# Car Price Prediction Assignment
## 1. Problem Definition & Data Collection
**Objective:** Predict the price of used cars based on attributes like mileage, year, engine capacity, and model.
**Dataset:** A collection of used car listings (Toyota, Suzuki, Honda, etc.) filtered for hatchbacks manufactured after 2005.

In [None]:
import pandas as pd
import numpy as np
import matplotlib.pyplot as plt
import seaborn as sns
import shap

from sklearn.model_selection import train_test_split
from sklearn.ensemble import RandomForestRegressor
from sklearn.metrics import mean_absolute_error, mean_squared_error, r2_score

# Display settings
pd.set_option('display.max_columns', None)
plt.style.use('ggplot')

: 

## 2. Data Loading & Preprocessing
We load the cleaned dataset which has already undergone:
- Removal of units (km, cc)
- Filtering for domain (Hatchbacks, Year > 2005, Price <= 10M)
- One-Hot Encoding for Fuel Type

In [None]:
# Load Data
file_path = 'data/processed/cleaned_car_data.csv'
try:
    df = pd.read_csv(file_path)
    print(f"✅ Loaded dataset with {df.shape[0]} rows and {df.shape[1]} columns.")
except FileNotFoundError:
    print("❌ Error: File not found.
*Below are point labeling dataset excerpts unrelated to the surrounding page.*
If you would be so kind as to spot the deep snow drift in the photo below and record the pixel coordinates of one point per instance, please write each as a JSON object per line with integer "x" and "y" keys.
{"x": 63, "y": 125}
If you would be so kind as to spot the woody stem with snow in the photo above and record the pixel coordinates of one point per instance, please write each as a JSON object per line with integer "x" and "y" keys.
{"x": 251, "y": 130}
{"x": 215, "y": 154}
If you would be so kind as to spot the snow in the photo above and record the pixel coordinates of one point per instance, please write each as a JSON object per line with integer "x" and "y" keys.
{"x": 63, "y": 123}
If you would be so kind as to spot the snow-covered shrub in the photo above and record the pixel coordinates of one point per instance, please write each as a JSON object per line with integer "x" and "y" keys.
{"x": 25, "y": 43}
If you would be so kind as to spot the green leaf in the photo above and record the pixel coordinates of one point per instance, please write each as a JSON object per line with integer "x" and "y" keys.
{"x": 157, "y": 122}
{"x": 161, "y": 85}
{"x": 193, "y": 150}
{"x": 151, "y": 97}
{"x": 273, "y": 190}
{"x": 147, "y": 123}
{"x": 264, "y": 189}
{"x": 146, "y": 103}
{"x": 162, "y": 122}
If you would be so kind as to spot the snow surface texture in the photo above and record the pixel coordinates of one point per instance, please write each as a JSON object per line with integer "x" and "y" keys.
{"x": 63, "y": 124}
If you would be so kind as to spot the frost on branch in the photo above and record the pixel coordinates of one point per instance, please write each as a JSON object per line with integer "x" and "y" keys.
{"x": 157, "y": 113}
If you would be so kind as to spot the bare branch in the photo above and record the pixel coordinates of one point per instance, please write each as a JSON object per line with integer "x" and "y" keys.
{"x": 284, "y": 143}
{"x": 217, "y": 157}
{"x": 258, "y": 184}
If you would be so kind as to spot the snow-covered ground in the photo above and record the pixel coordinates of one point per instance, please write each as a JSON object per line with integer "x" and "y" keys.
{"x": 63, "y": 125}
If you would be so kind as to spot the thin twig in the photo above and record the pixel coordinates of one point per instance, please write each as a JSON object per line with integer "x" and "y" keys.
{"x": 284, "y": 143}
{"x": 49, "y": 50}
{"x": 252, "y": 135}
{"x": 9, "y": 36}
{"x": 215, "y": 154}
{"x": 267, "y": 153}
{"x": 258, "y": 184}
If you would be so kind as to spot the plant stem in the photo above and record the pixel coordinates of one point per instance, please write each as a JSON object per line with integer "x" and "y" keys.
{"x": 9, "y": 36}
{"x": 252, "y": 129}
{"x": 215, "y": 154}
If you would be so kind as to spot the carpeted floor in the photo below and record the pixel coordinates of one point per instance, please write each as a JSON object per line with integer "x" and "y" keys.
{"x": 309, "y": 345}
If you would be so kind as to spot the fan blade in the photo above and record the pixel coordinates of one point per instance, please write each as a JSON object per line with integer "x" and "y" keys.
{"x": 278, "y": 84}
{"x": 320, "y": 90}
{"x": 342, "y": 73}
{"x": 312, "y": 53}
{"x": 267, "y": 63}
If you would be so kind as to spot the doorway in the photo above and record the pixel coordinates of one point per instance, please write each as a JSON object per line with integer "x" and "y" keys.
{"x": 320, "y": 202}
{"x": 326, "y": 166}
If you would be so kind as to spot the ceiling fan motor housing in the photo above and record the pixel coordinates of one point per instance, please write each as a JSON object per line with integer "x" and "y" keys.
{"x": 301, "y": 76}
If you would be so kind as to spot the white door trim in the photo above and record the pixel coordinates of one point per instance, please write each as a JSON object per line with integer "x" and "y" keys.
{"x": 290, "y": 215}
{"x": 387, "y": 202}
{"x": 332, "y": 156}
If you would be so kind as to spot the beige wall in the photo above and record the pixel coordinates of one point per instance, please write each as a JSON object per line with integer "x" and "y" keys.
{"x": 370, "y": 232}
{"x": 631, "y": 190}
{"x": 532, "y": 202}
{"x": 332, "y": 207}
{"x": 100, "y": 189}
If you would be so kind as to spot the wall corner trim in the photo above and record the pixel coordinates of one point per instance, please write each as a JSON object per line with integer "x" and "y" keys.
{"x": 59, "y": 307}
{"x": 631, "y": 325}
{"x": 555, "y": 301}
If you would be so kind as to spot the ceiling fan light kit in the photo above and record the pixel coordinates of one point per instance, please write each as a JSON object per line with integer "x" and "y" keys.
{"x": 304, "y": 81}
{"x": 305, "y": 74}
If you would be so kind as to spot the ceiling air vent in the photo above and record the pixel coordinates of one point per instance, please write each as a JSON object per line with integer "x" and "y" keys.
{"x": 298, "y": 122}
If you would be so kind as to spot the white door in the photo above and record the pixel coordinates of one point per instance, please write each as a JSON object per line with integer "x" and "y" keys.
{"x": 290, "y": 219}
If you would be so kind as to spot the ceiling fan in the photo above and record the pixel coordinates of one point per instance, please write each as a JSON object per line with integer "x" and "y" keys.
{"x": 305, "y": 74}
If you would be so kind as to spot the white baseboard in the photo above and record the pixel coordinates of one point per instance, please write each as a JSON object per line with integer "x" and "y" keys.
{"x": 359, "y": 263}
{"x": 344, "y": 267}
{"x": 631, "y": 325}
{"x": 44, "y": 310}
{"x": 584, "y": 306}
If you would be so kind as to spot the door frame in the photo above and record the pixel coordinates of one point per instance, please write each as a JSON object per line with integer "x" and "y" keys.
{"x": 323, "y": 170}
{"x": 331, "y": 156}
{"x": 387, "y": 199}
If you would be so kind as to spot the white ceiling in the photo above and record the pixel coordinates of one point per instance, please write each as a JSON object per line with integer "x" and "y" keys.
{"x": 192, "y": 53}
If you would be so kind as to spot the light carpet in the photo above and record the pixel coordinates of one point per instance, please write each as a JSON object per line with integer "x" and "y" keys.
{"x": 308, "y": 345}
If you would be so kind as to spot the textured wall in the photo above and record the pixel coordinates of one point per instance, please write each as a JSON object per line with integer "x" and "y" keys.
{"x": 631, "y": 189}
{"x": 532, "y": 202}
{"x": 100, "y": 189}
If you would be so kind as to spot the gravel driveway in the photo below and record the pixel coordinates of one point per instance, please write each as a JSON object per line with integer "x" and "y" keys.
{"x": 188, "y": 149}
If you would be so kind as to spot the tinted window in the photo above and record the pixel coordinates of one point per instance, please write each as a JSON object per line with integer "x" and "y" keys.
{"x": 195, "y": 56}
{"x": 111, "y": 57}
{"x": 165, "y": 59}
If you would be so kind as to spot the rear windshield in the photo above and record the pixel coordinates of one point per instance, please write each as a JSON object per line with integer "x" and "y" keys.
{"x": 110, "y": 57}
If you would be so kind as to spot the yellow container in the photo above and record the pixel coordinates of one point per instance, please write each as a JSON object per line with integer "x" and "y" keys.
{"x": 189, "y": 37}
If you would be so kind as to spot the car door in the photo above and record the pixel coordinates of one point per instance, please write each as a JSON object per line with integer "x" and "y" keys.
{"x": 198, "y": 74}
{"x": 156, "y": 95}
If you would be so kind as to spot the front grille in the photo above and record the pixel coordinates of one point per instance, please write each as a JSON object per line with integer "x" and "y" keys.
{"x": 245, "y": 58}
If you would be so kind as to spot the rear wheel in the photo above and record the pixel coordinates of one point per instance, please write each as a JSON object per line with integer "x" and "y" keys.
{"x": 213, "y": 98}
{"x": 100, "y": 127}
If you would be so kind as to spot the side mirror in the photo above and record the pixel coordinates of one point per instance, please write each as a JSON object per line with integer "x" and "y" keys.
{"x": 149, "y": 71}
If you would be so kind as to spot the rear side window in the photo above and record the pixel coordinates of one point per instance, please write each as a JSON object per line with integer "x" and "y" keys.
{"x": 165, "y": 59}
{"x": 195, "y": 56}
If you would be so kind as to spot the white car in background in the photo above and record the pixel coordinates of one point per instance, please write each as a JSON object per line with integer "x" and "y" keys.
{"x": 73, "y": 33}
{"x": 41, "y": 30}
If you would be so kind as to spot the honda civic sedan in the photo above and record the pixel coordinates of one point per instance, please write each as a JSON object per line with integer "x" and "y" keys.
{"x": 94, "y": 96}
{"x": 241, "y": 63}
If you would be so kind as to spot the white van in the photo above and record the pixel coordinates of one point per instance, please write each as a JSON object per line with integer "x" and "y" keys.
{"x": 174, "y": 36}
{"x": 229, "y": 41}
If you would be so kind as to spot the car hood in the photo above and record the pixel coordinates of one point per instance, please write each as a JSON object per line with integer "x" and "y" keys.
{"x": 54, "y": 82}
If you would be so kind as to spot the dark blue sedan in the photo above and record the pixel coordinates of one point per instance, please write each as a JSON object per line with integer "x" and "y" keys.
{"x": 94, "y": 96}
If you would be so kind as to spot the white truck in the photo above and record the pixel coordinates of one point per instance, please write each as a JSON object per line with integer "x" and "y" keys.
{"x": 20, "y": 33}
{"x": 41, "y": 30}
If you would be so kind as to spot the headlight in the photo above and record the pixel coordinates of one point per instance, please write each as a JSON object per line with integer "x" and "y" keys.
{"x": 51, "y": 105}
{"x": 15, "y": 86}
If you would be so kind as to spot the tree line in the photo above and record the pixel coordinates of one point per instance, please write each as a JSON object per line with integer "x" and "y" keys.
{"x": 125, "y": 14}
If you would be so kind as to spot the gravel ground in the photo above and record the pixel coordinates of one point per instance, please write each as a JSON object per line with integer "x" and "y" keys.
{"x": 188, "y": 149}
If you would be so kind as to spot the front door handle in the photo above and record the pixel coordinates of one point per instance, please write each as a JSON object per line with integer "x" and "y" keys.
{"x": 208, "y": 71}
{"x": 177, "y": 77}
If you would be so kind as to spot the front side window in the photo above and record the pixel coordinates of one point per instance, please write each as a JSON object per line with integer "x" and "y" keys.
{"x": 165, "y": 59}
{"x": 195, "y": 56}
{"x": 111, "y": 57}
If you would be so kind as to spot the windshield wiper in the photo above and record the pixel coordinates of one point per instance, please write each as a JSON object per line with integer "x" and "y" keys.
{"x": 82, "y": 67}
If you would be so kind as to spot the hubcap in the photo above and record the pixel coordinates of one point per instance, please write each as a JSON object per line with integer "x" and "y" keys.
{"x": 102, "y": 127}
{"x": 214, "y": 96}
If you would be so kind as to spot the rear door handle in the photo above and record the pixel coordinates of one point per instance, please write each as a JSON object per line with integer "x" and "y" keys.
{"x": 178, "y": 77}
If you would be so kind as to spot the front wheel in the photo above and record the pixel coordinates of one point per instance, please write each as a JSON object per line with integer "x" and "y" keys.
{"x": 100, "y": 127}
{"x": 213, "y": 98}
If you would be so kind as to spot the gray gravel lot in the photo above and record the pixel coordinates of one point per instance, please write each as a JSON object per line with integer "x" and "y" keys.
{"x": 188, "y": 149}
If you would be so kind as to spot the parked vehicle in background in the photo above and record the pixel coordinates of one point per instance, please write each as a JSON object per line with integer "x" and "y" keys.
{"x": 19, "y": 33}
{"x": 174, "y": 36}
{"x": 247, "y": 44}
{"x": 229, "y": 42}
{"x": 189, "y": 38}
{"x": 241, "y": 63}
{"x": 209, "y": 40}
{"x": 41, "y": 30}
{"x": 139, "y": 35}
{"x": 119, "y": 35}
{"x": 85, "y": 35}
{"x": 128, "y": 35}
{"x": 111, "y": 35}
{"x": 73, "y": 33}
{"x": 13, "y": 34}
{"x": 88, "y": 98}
Please run 'preprocess.py' first.")

# Overview
df.head()

### Feature Engineering
The 'model' column is categorical text (e.g., 'Vitz', 'Swift'). 
Random Forest requires numerical input, so we use **One-Hot Encoding**.

In [None]:
# Define Features (X) and Target (y)
X = df.drop(columns=['price'], errors='ignore')
y = df['price']

# One-Hot Encoding for 'model' column
# drop_first=True avoids multicollinearity
X = pd.get_dummies(X, columns=['model'], drop_first=True)

print(f"Feature set shape after encoding: {X.shape}")

## 3. Model Training
We use **Random Forest Regressor**.

**Justification:**
- It handles non-linear relationships better than Linear Regression.
- It is robust to outliers and doesn't require feature scaling.
- It provides built-in feature importance.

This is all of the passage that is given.